# Import

In [1]:
from selenium import webdriver
from bs4 import BeautifulSoup
import time
import json

# Scraping Name and Score

Scraping name and score from the website https://pvpoke.com/rankings/. <br>
Store Data in raw_data/pokemon_name_rank.json. 

In [2]:
def scrape_rankings_names_scores_to_json():
    # Set up the Selenium WebDriver
    driver = webdriver.Chrome()

    try:
        # Navigate to the rankings page
        url = 'https://pvpoke.com/rankings/'
        driver.get(url)

        # Wait for the page to load completely
        time.sleep(15)

        # Get the page source and parse it with BeautifulSoup
        html = driver.page_source
        soup = BeautifulSoup(html, 'html.parser')

        # Extract Pokémon rankings data
        pokemon_blocks = soup.find_all('div', class_='rank')
        data = []

        for pokemon in pokemon_blocks:
            name = pokemon.find('span', class_='name').text if pokemon.find('span', class_='name') else "No name"
            score = pokemon.find('div', class_='rating score-rating').text if pokemon.find('div', class_='rating score-rating') else "No score"

            data.append({"name": name, "score": score})

        # Filter out entries with 'No score'
        data = [entry for entry in data if entry['score'] != "No score"]

        # Save data to a JSON file in the raw_data folder
        output_path = 'raw_data/pokemon_name_rank.json'
        with open(output_path, 'w') as f:
            json.dump(data, f, indent=4)

        print(f"Data has been saved to {output_path}")

    finally:
        # Quit the driver
        driver.quit()

In [3]:
# Call the function
scrape_rankings_names_scores_to_json()

Data has been saved to raw_data/pokemon_name_rank.json


# Scraping stats and moves

In [3]:
def scrape_all_pokemon_stats():
    input_path = 'raw_data/pokemon_name_rank.json'
    output_path = 'raw_data/pokemon_stats_moves.json'
    base_url = 'https://pvpoke.com/rankings/all/1500/overall/'
    driver = webdriver.Chrome()

    url = 'https://pvpoke.com/rankings/'
    driver.get(url)
    time.sleep(10)

    try:
        # Read Pokémon names from the input JSON file
        with open(input_path, 'r') as f:
            pokemon_list = json.load(f)

        # Initialize the output JSON file
        with open(output_path, 'w') as f:
            json.dump([], f)

        for pokemon in pokemon_list:
            name = pokemon['name']
            # Replace parentheses, apostrophes, spaces, and hyphens with underscores in the URL
            formatted_name = name.replace('(', '').replace(')', '').replace(' ', '_').replace('-','_').replace("'", '')
            url = f"{base_url}{formatted_name.lower()}/"

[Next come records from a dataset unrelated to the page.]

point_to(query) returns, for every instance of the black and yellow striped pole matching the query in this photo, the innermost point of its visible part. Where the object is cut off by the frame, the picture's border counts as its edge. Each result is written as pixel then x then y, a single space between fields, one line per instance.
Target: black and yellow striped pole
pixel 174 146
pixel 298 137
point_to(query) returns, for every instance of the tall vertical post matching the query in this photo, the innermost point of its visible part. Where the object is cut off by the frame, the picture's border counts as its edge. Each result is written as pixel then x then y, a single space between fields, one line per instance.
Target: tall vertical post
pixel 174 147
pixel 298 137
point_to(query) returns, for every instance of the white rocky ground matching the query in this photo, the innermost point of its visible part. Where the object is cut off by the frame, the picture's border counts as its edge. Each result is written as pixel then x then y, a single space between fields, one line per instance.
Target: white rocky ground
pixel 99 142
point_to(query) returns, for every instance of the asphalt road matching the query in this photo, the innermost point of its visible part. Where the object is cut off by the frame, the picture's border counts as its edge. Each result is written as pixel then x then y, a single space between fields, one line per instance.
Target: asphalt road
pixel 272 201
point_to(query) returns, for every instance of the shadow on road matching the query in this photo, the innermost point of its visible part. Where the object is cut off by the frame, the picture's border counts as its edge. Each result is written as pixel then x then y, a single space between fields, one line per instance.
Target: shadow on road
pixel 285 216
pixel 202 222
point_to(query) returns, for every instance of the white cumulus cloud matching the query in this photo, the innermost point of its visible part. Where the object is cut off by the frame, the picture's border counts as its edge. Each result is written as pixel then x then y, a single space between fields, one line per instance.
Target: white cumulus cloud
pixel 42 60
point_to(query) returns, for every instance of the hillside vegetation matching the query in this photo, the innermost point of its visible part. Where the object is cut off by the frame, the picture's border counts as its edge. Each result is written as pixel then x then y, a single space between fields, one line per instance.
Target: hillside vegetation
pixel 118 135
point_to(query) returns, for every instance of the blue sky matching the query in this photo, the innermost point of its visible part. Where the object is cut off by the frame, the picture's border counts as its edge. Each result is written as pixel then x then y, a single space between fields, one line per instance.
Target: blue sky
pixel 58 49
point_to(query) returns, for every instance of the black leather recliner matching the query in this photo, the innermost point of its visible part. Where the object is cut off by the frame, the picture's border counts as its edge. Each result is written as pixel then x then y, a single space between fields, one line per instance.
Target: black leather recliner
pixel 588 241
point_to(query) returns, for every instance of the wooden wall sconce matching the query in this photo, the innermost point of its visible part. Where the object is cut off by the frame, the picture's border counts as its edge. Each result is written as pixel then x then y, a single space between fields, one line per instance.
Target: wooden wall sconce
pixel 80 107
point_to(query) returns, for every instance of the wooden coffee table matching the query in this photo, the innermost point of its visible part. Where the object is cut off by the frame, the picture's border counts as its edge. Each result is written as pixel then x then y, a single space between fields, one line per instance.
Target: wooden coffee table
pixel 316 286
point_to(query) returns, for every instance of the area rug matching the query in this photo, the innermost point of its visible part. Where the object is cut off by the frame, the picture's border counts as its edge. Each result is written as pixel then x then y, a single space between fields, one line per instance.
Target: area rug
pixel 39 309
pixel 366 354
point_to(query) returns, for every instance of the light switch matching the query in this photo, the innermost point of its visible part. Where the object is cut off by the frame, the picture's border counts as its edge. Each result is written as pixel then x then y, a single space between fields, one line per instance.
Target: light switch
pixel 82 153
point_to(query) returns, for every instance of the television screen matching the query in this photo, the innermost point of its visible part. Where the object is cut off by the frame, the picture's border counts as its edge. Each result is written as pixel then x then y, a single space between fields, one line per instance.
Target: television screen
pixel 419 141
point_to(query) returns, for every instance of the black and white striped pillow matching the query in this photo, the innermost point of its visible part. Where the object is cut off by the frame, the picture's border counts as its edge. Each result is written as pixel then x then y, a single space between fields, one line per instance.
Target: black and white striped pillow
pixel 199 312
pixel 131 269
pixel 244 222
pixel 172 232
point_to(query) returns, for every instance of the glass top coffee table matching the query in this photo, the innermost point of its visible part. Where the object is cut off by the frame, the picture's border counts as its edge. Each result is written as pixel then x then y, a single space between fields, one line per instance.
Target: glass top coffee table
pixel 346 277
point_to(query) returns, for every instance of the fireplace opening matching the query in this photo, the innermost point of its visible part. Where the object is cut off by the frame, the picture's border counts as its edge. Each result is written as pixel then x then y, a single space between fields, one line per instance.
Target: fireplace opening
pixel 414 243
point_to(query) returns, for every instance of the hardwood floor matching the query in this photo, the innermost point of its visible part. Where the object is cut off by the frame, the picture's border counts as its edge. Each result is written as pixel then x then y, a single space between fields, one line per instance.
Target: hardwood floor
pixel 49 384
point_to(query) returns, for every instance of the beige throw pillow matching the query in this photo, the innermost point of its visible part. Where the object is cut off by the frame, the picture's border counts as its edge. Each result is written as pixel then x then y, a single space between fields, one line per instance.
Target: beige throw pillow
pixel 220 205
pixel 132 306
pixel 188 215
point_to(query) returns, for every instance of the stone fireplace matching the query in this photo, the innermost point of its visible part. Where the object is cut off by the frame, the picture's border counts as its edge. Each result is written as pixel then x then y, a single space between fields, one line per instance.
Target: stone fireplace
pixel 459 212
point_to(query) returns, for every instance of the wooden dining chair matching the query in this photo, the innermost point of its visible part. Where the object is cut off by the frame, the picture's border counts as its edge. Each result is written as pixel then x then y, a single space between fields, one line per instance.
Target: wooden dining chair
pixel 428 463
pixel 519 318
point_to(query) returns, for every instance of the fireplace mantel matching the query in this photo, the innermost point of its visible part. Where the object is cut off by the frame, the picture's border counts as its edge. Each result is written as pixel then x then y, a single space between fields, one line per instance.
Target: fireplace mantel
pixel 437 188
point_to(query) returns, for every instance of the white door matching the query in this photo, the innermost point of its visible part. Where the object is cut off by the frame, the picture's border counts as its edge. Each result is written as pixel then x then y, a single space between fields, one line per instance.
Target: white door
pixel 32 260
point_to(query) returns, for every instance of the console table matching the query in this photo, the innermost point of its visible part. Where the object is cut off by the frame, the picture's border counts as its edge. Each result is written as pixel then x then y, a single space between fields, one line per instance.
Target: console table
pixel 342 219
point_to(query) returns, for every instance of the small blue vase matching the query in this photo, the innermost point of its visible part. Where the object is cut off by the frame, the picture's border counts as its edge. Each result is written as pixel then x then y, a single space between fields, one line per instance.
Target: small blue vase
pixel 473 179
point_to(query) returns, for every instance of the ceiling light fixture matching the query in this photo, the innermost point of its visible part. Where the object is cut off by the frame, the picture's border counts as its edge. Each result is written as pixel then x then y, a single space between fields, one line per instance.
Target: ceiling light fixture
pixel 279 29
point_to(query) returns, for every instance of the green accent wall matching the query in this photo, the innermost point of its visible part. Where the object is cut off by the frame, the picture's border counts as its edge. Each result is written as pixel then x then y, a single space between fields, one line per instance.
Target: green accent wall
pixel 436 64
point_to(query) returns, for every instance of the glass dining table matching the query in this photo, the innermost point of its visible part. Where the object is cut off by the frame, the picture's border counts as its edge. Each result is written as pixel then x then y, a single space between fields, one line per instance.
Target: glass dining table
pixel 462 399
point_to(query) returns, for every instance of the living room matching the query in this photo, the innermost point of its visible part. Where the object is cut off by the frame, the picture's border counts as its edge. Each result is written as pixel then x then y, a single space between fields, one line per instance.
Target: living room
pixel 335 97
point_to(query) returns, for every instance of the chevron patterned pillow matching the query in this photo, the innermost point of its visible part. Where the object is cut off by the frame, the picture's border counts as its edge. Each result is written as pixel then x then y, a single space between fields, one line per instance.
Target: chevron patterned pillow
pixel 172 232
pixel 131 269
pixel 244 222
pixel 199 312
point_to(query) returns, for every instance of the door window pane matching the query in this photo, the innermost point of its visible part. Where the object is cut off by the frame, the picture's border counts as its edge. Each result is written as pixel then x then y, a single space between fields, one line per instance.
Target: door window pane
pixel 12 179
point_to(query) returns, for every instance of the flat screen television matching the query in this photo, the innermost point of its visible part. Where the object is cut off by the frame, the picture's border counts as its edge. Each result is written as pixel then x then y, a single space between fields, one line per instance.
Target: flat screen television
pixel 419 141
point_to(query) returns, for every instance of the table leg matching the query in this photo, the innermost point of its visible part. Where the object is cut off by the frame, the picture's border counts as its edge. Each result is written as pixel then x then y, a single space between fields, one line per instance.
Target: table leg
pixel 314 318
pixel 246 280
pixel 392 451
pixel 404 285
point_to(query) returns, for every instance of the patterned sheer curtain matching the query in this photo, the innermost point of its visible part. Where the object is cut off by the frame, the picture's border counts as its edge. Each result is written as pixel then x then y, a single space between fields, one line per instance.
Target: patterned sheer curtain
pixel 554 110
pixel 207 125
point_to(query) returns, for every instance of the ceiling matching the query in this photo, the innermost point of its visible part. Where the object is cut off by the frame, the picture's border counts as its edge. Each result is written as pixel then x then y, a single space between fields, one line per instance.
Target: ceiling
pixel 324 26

            driver.get(url)
            time.sleep(7)
            html = driver.page_source
            soup = BeautifulSoup(html, 'html.parser')

            # Get detailed stats
            stat_details = soup.find('div', class_='stat-details clear')
            filtered_stats = {}
            if stat_details:
                for stat_row in stat_details.find_all('div', class_='stat-row'):
                    label = stat_row.find('div', class_='label')
                    value = stat_row.find('div', class_='value')
                    if label and value:
                        label_text = label.text.strip()
                        value_text = value.text.strip()
                        if label_text in ['Attack', 'Defense', 'Overall', 'Stamina']:
                            filtered_stats[label_text] = value_text

            # Get fast moves and their details
            fast_moves_section = soup.find('div', class_='moveset fast show-stats clear')
            fast_moves = []
            recommended_fast_move = None
            
            if fast_moves_section:
                move_elements = fast_moves_section.find_all('div', class_='move-detail-template')
                for move in move_elements:
                    if 'hide' not in move.get('class', []):
                        name_span = move.find('span', class_='name')
                        if name_span:
                            move_name = name_span.text.strip()
                            fast_moves.append(move_name)
                            # Check if this move is recommended (has 'selected' class)
                            if 'selected' in move.get('class', []):
                                recommended_fast_move = move_name

            # Get charged moves and their details
            charged_moves_section = soup.find('div', class_='moveset charged show-stats clear')
            charged_moves = []
            recommended_charged_moves = []
            
            if charged_moves_section:
                move_elements = charged_moves_section.find_all('div', class_='move-detail-template')
                for move in move_elements:
                    if 'hide' not in move.get('class', []):
                        name_span = move.find('span', class_='name')
                        if name_span:
                            move_name = name_span.text.strip()
                            charged_moves.append(move_name)
                            # Check if this move is recommended (has 'selected' class)
                            if 'selected' in move.get('class', []):
                                recommended_charged_moves.append(move_name)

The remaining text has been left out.